Had the race finished behind the safety car it would have been a disappointing conclusion to an enthralling day of mixed fortunes and a display of spectacular lap record pace from the front runners.
The on-track dramas and bunching of the field handed teams multiple strategy choices as they juggled maximum driver times, fuel stops and track position with the goal of being on the lead lap and near the front of the pack should a late race caution eventuate.
Leading into the final hour was the M-Sport Bentley Continental driven by British racer Matt Bell that had recovered from an earlier drive-through penalty to lead the race.
Bell was under pressure from the the pole-winning and lap-record setting Audi R8 LMS of Germany's Phoenix Racing with Belgian GT ace Laurens Vanthoor at the wheel.
That order remained when the safety made a brief final appearance on lap 267 as the stranded Porsche was efficiently retrieved.
But the driver on the charge was Japan's Katsumasa Chiyo who timed his first move to perfection to power his Nissan GT-R Nismo past the Audi on pit straight and then won a power struggle with the Bentley on the run up Mountain Straight to gain the lead.
The Japanese driver, who shared the winning car with Germany's Florian Strauss and Belgium's Wolfgang Reip, edged away to win by 2.4 seconds. It was Nissan's first victory at Bathurst since the first generation Godzilla GT-R won the 1992 1000km touring car event in the hands of Jim Richards and Mark Skaife.
The battle for the podium became a three-way dog-fight on the final lap with the Craft Bamboo Aston Martin Vantage V12 driven by Germany's Stefan Mucke joining the fray and denying the Bentley crew third place with a last corner move past Bell.
Immediately behind in fifth place was the Erebus Motorsport Mercedes-Benz SLS AMG driven at the end of the race by young Australian Jack LeBrocq.
The top five finishers - in five different marques of car - were separated by just 3.9s at the finish and the competitive depth of the FIA GT3 category was reflected with a Ferrari and a Lamborghini in sixth and seventh places.
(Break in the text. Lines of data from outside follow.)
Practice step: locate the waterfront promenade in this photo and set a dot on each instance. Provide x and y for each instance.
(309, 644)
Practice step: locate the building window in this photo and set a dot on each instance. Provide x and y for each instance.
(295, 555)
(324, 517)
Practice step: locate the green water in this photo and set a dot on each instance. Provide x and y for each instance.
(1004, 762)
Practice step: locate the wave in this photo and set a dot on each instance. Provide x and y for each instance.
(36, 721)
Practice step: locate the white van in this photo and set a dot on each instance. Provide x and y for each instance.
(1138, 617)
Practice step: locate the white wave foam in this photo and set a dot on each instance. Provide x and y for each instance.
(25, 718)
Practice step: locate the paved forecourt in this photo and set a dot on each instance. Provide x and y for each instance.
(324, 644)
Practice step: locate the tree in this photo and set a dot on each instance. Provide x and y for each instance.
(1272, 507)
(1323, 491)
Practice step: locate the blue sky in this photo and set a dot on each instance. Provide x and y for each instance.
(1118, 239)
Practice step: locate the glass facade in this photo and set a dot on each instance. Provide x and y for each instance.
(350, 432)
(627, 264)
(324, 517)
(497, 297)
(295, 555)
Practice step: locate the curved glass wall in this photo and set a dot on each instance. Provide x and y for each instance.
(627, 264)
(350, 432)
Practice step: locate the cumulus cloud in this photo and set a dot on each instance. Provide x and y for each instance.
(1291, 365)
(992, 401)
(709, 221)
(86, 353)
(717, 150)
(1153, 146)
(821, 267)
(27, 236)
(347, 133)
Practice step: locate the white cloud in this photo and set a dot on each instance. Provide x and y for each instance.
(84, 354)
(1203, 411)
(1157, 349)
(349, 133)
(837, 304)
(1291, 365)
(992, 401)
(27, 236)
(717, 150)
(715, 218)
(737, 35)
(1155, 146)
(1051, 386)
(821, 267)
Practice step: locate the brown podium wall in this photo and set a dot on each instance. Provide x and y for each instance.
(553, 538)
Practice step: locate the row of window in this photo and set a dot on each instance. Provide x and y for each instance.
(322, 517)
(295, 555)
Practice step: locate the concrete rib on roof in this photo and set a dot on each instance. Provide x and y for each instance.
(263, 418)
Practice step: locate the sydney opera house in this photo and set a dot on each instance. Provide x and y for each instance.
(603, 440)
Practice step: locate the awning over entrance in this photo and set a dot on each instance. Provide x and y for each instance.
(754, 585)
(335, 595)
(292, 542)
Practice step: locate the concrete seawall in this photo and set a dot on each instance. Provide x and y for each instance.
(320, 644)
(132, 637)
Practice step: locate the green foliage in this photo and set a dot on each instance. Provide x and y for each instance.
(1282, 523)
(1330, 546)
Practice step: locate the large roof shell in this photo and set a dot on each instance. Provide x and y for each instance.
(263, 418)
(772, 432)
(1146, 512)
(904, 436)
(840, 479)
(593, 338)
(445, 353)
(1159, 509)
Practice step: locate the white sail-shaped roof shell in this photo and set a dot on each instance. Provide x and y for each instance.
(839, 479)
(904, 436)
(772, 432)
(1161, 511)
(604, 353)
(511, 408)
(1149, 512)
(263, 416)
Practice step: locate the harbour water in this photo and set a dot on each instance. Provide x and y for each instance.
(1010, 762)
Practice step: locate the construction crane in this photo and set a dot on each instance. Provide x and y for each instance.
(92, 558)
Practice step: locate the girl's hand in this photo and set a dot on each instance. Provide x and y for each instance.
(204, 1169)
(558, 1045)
The top-placed New Zealand driver was Chris Pither teamed with factory Porsche driver Patrick Long (USA) and Australia's Dean Calvert Jones. They brought their Porsche 911 GT3-R home in 11th place.
The Kiwi Family Motorsport Ferrari 458 Italia of John McIntyre, Jono Lester and Graeme Smyth - which had run in the top 10 before losing a wheel - rejoined the race and were classified 32nd. The Ferrari team had been one of the race's quiet achievers. They ran as high as second during the first quarter and looked set to achieve a finish in the lower half of the top 10 until the wheel retainer broke.
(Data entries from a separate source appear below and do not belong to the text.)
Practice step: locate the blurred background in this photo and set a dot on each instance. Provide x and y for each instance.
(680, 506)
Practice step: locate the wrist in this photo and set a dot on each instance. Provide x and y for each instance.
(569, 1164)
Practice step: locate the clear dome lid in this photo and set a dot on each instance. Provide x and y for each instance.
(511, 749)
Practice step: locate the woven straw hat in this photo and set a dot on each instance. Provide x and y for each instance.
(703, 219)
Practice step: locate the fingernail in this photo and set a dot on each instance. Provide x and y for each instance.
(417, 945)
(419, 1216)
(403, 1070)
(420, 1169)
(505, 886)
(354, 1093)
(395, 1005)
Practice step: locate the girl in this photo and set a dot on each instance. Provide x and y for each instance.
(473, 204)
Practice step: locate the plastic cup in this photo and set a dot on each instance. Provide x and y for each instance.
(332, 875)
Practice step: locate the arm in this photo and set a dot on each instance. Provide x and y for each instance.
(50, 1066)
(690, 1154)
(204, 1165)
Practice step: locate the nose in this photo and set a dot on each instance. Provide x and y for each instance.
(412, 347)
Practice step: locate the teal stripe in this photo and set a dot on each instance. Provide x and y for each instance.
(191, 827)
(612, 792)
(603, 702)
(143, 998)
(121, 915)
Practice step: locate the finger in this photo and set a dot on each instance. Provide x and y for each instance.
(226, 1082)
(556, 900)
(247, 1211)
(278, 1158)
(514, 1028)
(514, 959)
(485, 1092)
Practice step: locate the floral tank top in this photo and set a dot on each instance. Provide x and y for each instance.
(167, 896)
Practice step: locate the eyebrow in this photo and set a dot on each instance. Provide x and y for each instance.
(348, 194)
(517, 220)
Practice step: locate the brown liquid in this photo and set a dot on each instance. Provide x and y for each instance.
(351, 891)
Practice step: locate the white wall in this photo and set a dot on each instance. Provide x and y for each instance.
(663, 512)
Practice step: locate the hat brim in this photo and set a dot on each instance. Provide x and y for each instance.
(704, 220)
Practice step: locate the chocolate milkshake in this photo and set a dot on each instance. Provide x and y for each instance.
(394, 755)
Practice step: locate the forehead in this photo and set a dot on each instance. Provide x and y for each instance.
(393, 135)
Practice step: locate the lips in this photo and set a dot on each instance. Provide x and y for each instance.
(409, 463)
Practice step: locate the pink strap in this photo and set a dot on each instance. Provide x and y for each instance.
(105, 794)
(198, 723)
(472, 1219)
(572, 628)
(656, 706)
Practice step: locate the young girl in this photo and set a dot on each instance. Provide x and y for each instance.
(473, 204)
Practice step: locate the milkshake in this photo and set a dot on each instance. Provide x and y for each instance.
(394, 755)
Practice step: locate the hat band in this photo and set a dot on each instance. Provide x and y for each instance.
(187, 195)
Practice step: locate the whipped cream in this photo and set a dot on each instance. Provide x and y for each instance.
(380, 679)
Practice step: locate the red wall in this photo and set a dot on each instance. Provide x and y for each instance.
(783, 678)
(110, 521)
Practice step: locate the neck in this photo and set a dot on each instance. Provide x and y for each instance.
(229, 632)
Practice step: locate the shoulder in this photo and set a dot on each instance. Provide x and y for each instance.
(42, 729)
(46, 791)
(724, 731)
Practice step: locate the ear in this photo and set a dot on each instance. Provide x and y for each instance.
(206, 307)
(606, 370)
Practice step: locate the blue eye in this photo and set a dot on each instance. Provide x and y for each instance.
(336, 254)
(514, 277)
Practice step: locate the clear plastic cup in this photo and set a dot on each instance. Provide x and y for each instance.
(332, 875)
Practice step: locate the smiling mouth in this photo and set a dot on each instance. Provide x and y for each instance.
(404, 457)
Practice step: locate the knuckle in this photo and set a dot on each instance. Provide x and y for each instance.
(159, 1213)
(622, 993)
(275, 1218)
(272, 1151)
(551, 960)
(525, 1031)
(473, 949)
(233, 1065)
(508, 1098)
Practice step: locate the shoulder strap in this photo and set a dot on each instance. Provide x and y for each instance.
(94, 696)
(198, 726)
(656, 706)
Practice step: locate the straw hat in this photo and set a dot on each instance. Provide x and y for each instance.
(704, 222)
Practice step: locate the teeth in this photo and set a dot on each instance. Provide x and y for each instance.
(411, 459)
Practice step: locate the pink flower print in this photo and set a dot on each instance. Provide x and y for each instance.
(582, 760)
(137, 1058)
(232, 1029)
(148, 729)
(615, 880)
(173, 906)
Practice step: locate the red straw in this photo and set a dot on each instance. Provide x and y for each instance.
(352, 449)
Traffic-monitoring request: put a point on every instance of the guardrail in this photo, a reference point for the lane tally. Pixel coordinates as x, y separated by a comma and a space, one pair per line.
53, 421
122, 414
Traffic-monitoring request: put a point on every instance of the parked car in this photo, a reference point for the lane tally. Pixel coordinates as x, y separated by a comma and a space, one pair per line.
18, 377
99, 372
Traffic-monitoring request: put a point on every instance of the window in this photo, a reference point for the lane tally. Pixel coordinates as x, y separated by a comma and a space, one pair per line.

The multiple incidents and safety car interventions meant this year's winners completed 269 laps, well down from last year's record of 296 laps.
2015 Liqui-Moly Bathurst 12-Hour - results
1. NISMO Athlete Global Team (Florian Strauss/Katsumasa Chiyo/Wolfgang Reip) Nissan GT-R NISMO, 269 laps.
2. Phoenix Racing (Marco Mapelli/Laurens Vanthoor/Markus Winkelhock) Audi R8-LMS, 269 laps.